Under the look-back method, employers are permitted to determine an employee’s full-time status based on a measurement period established by the employer of up to 12 consecutive months. During the measurement period, an employer is not subject to an excise tax payment with respect to, among others, new “variable hour” employees. Employees determined to be full-time during a measurement period must be offered coverage during a corresponding “stability period” of generally the same length even if their hours drop below full-time, provided they remain employed.

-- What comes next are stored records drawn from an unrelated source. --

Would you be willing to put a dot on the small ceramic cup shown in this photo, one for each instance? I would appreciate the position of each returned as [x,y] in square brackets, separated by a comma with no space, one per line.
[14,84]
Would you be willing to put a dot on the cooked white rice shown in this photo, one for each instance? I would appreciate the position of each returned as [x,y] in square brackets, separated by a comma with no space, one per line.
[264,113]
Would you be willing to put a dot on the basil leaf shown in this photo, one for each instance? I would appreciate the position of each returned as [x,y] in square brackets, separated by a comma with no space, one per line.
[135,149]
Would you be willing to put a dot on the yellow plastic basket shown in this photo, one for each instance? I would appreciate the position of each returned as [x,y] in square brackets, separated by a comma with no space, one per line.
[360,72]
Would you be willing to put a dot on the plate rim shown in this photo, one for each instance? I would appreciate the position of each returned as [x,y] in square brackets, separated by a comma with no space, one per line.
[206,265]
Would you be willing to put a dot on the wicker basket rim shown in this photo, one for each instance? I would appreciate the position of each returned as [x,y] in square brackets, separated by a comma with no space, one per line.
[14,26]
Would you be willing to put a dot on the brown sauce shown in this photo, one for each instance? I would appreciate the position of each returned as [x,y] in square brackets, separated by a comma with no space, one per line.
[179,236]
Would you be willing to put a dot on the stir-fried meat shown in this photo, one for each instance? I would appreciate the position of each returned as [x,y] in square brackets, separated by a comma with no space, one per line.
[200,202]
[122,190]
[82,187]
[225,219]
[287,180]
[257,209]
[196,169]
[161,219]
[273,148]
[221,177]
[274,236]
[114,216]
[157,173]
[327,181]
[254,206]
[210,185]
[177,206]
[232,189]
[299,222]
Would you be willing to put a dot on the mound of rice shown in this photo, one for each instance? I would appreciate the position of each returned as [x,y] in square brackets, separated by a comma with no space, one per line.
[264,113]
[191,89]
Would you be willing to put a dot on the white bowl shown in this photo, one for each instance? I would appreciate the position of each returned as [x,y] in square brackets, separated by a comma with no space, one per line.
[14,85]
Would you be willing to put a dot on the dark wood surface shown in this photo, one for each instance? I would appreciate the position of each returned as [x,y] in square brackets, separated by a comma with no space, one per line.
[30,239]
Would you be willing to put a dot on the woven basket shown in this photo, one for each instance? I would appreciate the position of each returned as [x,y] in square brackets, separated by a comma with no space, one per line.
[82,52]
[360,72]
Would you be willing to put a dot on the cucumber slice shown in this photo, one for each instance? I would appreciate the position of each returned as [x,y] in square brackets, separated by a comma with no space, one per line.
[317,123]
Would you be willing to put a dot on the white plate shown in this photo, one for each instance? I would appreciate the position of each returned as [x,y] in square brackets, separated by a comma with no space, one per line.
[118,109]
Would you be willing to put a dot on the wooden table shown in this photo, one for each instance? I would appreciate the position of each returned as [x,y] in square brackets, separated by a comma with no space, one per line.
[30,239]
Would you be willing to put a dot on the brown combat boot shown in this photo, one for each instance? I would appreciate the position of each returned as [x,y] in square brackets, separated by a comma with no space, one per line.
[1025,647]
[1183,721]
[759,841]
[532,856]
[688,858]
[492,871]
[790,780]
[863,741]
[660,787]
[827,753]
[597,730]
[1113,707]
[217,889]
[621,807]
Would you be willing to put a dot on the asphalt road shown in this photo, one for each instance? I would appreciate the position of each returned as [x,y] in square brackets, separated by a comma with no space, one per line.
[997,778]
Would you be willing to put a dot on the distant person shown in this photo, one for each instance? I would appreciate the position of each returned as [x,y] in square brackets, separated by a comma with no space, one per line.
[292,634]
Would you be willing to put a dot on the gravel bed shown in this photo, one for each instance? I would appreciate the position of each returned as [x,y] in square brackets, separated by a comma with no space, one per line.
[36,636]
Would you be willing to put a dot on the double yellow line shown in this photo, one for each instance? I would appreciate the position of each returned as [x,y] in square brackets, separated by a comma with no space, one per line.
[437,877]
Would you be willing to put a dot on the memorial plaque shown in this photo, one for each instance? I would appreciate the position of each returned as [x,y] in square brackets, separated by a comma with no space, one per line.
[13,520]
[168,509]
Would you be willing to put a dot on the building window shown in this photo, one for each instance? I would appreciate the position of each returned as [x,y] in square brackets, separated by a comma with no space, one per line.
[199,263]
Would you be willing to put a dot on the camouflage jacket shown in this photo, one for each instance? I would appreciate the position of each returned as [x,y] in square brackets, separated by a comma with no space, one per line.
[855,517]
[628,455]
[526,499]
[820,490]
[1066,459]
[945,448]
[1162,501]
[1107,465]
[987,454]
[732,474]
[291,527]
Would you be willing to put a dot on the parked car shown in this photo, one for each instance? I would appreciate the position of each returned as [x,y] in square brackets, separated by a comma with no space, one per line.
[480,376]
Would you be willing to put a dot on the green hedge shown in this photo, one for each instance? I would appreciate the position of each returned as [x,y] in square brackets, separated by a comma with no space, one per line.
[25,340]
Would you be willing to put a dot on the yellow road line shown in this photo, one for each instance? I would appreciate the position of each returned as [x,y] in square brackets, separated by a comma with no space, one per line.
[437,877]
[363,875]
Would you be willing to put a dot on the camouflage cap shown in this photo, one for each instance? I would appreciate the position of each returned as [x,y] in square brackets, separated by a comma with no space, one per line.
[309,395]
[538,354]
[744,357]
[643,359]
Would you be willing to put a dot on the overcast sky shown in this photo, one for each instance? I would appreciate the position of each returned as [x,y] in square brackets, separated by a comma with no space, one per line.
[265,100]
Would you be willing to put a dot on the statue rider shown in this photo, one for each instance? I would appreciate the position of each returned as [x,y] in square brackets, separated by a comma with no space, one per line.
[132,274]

The look-back approach should greatly benefit employers whose employees work on a part-time or temporary basis; but it also poses significant compliance and enforcement challenges, especially for temporary staffing firms. In particular, how the rules apply to new variable hour employees of staffing firms has been the subject of much recent confusion and misinformation. This advisory examines how the rules governing variable hour employees will apply both in 2014 and beyond.
The proposed look-back measurement period rules were formally issued by the Treasury Department and the Internal Revenue Service on December 28, 2012 and published in the Federal Register on Jan. 2, 2013. 2 For newly hired employees (as distinguished from “ongoing” employees who have already completed at least one standard measurement period) the look-back method for determining full-time status applies only to new “variable hour” and “new seasonal” employees. A new employee who is hired into a position that is full-time, and who does not qualify as variable hour or seasonal, must be offered coverage within 90 days in order to avoid the prospect of an assessable payment.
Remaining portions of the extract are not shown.